# Droid 3 Style Rom



## haxatak (Jun 17, 2011)

hey everyone, first off let's just discuss the title
What i mean by "droid 3 style rom" is if there is a chance to make a rom similar to the stock D3 rom
now i know most of you will say "just take the offical GB update!" but i think the D3 blur is more attractive
(and yes i actually like blur)
but the D3 rom has so many animations and nice little effects i really like it compared to the Dx Gb 
and with an explosion of new roms why not make another rom for the sake of making another rom? 
i don't know how to make roms but discussion is up in the air...what do you guys think? would you even want D3 rom? would anyone be up to the challenge? anyway let me know....

D3 Software Tour:


----------



## bunchdx (Jul 28, 2011)

I love the features of the new blur, seen in the d3 videos.
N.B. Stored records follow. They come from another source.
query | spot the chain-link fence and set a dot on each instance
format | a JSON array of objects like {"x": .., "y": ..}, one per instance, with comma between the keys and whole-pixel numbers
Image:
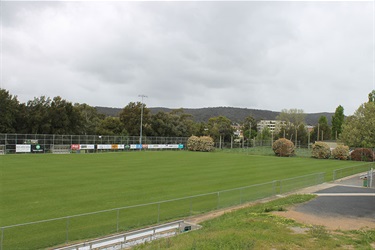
[
  {"x": 45, "y": 143},
  {"x": 52, "y": 232}
]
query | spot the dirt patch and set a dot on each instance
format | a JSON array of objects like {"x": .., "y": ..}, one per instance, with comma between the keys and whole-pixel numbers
[{"x": 330, "y": 222}]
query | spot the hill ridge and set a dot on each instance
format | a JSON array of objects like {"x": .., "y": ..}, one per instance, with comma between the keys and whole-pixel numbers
[{"x": 236, "y": 115}]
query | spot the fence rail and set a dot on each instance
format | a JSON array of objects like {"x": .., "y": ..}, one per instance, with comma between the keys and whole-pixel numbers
[
  {"x": 57, "y": 231},
  {"x": 46, "y": 142},
  {"x": 343, "y": 172}
]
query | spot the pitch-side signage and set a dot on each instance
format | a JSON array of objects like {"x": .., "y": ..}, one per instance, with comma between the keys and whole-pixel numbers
[
  {"x": 157, "y": 146},
  {"x": 23, "y": 148}
]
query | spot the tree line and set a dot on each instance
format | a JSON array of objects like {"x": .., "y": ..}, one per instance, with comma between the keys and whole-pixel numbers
[{"x": 44, "y": 115}]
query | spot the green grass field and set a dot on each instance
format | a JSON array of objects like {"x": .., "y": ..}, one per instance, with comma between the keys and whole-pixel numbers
[{"x": 41, "y": 187}]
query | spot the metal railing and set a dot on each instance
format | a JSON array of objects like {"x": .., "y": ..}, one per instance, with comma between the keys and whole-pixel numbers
[
  {"x": 46, "y": 142},
  {"x": 57, "y": 231},
  {"x": 343, "y": 172}
]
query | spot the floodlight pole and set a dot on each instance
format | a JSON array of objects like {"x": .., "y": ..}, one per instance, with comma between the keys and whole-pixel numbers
[{"x": 140, "y": 136}]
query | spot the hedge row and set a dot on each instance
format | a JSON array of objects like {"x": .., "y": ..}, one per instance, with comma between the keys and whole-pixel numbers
[
  {"x": 202, "y": 144},
  {"x": 321, "y": 150}
]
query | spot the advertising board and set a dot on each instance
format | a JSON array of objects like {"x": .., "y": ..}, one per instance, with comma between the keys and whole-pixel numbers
[{"x": 23, "y": 148}]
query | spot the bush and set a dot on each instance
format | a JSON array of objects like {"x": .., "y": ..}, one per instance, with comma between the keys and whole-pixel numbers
[
  {"x": 341, "y": 152},
  {"x": 283, "y": 147},
  {"x": 321, "y": 150},
  {"x": 362, "y": 154},
  {"x": 202, "y": 144}
]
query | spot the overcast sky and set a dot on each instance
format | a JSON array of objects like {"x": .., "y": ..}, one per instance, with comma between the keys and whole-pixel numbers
[{"x": 251, "y": 54}]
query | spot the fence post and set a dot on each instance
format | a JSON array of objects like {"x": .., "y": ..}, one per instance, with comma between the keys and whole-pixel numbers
[
  {"x": 2, "y": 238},
  {"x": 158, "y": 212},
  {"x": 281, "y": 187},
  {"x": 118, "y": 216},
  {"x": 218, "y": 200},
  {"x": 241, "y": 196},
  {"x": 67, "y": 229},
  {"x": 191, "y": 205}
]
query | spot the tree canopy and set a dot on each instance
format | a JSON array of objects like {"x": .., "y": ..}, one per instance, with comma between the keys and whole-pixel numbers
[{"x": 359, "y": 129}]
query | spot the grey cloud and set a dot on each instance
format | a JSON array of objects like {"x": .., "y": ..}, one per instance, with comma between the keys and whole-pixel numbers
[{"x": 270, "y": 55}]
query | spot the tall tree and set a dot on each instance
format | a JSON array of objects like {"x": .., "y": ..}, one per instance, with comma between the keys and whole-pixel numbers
[
  {"x": 293, "y": 126},
  {"x": 322, "y": 131},
  {"x": 337, "y": 122},
  {"x": 359, "y": 130},
  {"x": 9, "y": 112},
  {"x": 130, "y": 116},
  {"x": 371, "y": 96}
]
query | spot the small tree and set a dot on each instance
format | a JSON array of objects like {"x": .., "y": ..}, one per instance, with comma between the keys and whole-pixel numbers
[
  {"x": 283, "y": 147},
  {"x": 362, "y": 154},
  {"x": 341, "y": 152},
  {"x": 321, "y": 150}
]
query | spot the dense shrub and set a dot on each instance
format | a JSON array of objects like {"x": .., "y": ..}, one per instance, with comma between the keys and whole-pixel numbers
[
  {"x": 283, "y": 147},
  {"x": 362, "y": 154},
  {"x": 321, "y": 150},
  {"x": 203, "y": 144},
  {"x": 341, "y": 152}
]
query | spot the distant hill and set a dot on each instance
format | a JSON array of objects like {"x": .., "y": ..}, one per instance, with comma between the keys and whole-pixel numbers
[{"x": 234, "y": 114}]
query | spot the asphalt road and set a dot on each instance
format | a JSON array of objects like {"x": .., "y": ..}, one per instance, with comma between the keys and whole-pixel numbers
[{"x": 342, "y": 201}]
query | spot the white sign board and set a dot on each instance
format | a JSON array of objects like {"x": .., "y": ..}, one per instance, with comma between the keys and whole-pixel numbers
[{"x": 23, "y": 148}]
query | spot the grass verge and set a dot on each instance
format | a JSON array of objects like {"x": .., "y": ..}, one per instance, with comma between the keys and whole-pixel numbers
[{"x": 256, "y": 228}]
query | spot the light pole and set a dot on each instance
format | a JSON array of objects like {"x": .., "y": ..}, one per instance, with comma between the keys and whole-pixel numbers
[{"x": 140, "y": 137}]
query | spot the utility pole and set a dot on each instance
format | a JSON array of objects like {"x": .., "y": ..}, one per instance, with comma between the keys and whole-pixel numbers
[{"x": 140, "y": 136}]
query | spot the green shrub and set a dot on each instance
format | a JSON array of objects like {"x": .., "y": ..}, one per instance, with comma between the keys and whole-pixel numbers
[
  {"x": 362, "y": 154},
  {"x": 321, "y": 150},
  {"x": 283, "y": 147},
  {"x": 202, "y": 144},
  {"x": 341, "y": 152}
]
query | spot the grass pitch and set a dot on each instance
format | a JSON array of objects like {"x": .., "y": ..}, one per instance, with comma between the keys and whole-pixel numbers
[{"x": 40, "y": 187}]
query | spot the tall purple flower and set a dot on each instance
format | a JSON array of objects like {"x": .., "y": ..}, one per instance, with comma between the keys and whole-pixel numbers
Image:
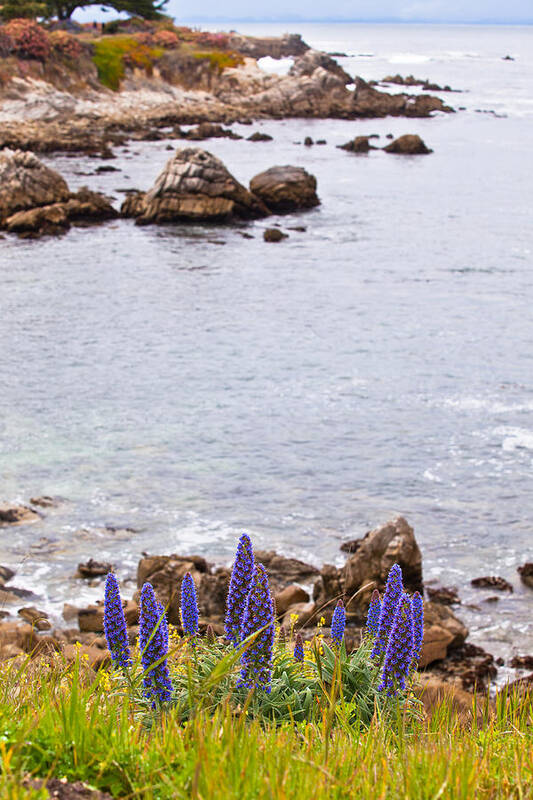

I don't know if i would like having all of it though, I would like to see the animations and features built into some launchers though. but i dont know if that is even possible. I hear that the dx2 is getting the updated blur so maybe it could be ported to the x. or maybe not. I do like the look of it though!


----------



## Webst3r (Jun 6, 2011)

I'm actually working on this along with Sense. I'll have updates on both by next week.


----------



## bunchdx (Jul 28, 2011)

I can tell the dx will be getting some dev love for a long while! this makes me happy and a proud owner!


----------



## reposter432 (Jun 19, 2011)

Couldn't some of those animations be integrated into GO Launcher EX? I've only watched one D3 video, so I don't know exactly which ones you're talking about.

Can't wait to see what is in store for the upcoming stuff.


----------



## haxatak (Jun 17, 2011)

Webst3r said:


> I'm actually working on this along with Sense. I'll have updates on both by next week.


i'm excited, i was actually following your MIUI thread before framework took over, sounds good tho.


----------